Hoffnung auf schnelle Hilfe

Franz Lippmann bedankt sich bei Kriegsende 1945 bei Max Plaut für die Nachricht über das Schicksal seines Bruders und hofft auf schnelle Hilfe für die überlebenden Juden:

Lieber Dr. Plaut,

Ihr Brief vom 18. Dezember hat mich leider erst recht spät erreicht, da der gewöhnliche Briefverkehr zwischen unseren Ländern im Gegensatz zum Luftverkehr sehr lange dauert. Ich danke Ihnen, auch im Namen meines Bruders in Sydney, dem ich natürlich Ihren Brief eingesandt hatte, für Ihren Bericht. Es hat uns natürlich sehr wohl getan, nun so ausführlich über die letzten Stunden meines Bruders und meiner Schwägerin von Ihnen zu hören und zu wissen, daß Sie, Dr. Wolffsohn und sogar auch Herr Böe noch bis zuletzt mit ihnen zusammen waren. Ich fühle, daß meinem Bruder - der ja gesundheitlich sicher nicht mehr stark genug war, die schweren Jahre zu überstehen, durch seinen Freitod unsagbares und nutzloses Leiden erspart worden ist und der selbstgewählte Tod für ihn wirklich ein Ende der seelischen und körperlichen Leiden und somit das Finden der wohlverdienten Ruhe und des Friedens des Todes bedeutete. Für seine früher so starke und tatkräftige Frau, von der Sie so wenig schrieben, hätte ich mir noch ein Überleben all der Leiden und von Theresienstadt vorstellen können. Jedenfalls danke ich Ihnen, l[ieber] Dr. Plaut, von Herzen für alles, was Sie für die lieben Verstorbenen getan haben. Besonderen Dank auch für Ihre Mitteilungen über Herrn Böe und auch über den Verkauf der Einrichtung etc. an den Sekretär Behn etc.
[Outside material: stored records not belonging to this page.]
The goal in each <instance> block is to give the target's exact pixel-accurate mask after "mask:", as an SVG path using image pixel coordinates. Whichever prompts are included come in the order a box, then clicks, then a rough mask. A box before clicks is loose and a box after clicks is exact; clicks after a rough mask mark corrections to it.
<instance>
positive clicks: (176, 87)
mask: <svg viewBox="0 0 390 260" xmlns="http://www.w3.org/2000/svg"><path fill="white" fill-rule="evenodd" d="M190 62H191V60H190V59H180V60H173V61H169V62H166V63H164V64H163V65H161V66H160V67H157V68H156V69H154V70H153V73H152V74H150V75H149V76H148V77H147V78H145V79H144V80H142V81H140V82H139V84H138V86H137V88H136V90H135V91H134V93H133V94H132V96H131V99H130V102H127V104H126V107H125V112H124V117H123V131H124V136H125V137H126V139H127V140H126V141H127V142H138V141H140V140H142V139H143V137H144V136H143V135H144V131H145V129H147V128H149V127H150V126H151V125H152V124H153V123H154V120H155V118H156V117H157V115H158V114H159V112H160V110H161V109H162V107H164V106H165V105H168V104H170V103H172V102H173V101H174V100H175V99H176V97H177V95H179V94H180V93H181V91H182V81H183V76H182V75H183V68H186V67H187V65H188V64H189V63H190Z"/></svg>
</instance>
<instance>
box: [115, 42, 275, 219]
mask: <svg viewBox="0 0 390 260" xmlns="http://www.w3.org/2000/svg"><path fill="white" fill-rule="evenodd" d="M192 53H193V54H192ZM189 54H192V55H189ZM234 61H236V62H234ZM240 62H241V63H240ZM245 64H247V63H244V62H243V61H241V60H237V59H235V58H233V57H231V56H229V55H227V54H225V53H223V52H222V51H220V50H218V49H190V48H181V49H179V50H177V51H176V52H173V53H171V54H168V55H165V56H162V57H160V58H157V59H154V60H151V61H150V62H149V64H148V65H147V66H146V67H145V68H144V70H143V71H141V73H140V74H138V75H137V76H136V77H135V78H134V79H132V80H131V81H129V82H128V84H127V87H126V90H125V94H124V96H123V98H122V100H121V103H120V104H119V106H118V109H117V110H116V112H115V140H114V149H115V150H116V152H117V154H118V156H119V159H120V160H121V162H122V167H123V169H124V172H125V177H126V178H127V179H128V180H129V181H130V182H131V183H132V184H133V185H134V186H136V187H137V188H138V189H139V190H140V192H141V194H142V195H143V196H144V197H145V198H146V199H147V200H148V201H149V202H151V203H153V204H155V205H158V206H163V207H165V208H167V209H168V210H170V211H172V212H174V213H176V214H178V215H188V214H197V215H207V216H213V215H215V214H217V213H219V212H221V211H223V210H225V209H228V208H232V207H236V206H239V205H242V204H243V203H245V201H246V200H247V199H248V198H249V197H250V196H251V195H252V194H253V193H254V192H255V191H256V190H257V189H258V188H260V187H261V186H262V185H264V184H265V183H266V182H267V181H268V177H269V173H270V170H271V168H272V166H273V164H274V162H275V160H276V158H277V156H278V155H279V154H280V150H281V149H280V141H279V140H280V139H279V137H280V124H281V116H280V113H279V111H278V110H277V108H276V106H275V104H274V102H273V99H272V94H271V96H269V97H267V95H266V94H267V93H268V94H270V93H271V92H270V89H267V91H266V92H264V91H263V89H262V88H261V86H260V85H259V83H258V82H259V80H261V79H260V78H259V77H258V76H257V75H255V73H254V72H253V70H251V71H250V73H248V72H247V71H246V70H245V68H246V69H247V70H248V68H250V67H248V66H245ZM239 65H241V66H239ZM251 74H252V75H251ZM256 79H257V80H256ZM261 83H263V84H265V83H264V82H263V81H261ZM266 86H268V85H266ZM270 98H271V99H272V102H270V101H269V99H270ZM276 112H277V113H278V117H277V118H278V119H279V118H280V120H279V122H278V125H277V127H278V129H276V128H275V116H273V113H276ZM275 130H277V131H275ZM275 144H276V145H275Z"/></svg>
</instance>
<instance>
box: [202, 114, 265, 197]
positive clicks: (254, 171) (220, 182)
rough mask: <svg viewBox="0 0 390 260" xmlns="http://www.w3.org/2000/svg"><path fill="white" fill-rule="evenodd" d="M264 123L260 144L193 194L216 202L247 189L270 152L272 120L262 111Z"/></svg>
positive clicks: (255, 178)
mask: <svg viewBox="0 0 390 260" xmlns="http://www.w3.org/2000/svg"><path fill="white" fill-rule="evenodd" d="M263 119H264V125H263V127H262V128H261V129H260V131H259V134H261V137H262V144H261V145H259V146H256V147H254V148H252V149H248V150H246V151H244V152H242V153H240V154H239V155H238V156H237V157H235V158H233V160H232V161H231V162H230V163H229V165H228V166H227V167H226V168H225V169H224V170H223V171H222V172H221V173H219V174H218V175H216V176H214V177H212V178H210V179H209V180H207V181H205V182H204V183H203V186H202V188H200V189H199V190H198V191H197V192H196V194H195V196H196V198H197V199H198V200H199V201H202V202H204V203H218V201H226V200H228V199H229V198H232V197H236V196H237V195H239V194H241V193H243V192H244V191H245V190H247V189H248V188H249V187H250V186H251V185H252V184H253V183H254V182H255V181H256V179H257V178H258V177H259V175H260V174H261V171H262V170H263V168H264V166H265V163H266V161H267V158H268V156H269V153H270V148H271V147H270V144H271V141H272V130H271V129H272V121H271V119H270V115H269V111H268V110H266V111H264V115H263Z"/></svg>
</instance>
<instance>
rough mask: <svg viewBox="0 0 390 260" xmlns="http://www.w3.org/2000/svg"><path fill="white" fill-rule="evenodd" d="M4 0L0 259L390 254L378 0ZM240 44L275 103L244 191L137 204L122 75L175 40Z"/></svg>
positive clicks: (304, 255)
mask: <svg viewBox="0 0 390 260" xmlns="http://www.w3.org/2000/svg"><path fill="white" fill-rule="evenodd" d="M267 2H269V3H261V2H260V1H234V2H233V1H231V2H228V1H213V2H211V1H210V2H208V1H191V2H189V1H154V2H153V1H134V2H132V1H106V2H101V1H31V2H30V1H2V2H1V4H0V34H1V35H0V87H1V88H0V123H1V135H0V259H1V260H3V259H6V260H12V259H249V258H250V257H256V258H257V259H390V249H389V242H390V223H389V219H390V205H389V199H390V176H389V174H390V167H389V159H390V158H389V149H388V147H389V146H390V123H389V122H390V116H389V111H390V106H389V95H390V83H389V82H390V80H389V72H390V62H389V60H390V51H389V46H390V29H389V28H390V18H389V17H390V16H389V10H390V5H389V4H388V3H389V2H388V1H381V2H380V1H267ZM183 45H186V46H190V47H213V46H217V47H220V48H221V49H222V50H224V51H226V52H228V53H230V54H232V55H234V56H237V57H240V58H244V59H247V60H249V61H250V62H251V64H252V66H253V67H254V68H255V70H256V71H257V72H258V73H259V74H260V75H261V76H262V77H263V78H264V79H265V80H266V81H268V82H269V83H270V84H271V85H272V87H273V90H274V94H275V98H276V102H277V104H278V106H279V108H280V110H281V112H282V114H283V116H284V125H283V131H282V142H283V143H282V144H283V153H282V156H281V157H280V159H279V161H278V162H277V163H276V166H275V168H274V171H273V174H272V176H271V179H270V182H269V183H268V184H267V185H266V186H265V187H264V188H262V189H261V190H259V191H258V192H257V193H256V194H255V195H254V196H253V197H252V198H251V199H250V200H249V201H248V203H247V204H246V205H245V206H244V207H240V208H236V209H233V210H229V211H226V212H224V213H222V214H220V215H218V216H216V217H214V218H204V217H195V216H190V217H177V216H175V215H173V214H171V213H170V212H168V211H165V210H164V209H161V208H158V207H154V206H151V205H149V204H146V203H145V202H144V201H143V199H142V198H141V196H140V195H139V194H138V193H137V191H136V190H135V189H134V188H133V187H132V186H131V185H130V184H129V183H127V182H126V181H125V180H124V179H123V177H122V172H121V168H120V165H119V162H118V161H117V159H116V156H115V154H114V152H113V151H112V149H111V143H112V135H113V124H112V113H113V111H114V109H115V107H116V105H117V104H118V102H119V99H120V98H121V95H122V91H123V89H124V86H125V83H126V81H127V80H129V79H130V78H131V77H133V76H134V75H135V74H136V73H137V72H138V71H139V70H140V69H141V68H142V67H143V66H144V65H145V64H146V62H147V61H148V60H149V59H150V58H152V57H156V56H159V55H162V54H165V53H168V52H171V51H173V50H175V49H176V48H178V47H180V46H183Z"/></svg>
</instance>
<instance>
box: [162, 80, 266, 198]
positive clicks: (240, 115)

Wer weiß, ob wir noch jemals von diesen etwas hören werden und was überhaupt von den Menschen und den Werten die jetzigen Kämpfe um Hamburg überleben wird, nachdem die Naziverbrecher nicht ruhen, bevor sie nicht ganz Deutschland zerstört und vernichtet haben. Mit dem Retten von in Deutschland geraubten und zurückgelassenen Vermögen, wird es befürchte ich - nicht weit her sein. Ich hoffe aber mit Ihnen, daß es Ihnen - wie Sie hoffen - noch gelingen wird, genügend zu retten, um sich dort eine neue Existenz zu gründen. Mir ist das bisher leider auch nicht recht geglückt, denn können wir uns alle ja glücklich schätzen, ein neues Heimatland und ein neues Leben gefunden zu haben, selbst wenn es schwerer als dasjenige ist, was wir mal geführt haben. Wenn Sie mir gelegentlich noch etwas über das Leben und die Tätigkeit meines Bruders in den letzten Jahren berichten könnten, wäre ich Ihnen dankbar, damit ich sein Lebensbild ganz abrunden kann. Wissen Sie, was aus John Hausmann & seiner Frau geworden ist?

12. Mai 1945

Leider ist dieser Brief hier verzögert worden und komme ich erst heute dazu, ihn zu beendigen. Inzwischen ist die Niederlage unserer Feinde besiegelt worden und der Krieg in Europa und damit hoffentlich auch die unsagbaren Leiden unserer armen Glaubensgenossen bald beendigt. Ich hoffe nur, daß es möglich ist, den Überlebenden bald die notwendige Hilfe und Freiheit und Lebensmöglichkeiten zu bringen und daß ihnen die dafür notwendigen und jetzt noch verschlossenen Grenzen schnell und rechtzeitig geöffnet werden. Ihnen selbst wünsche ich von Herzen alles Gute.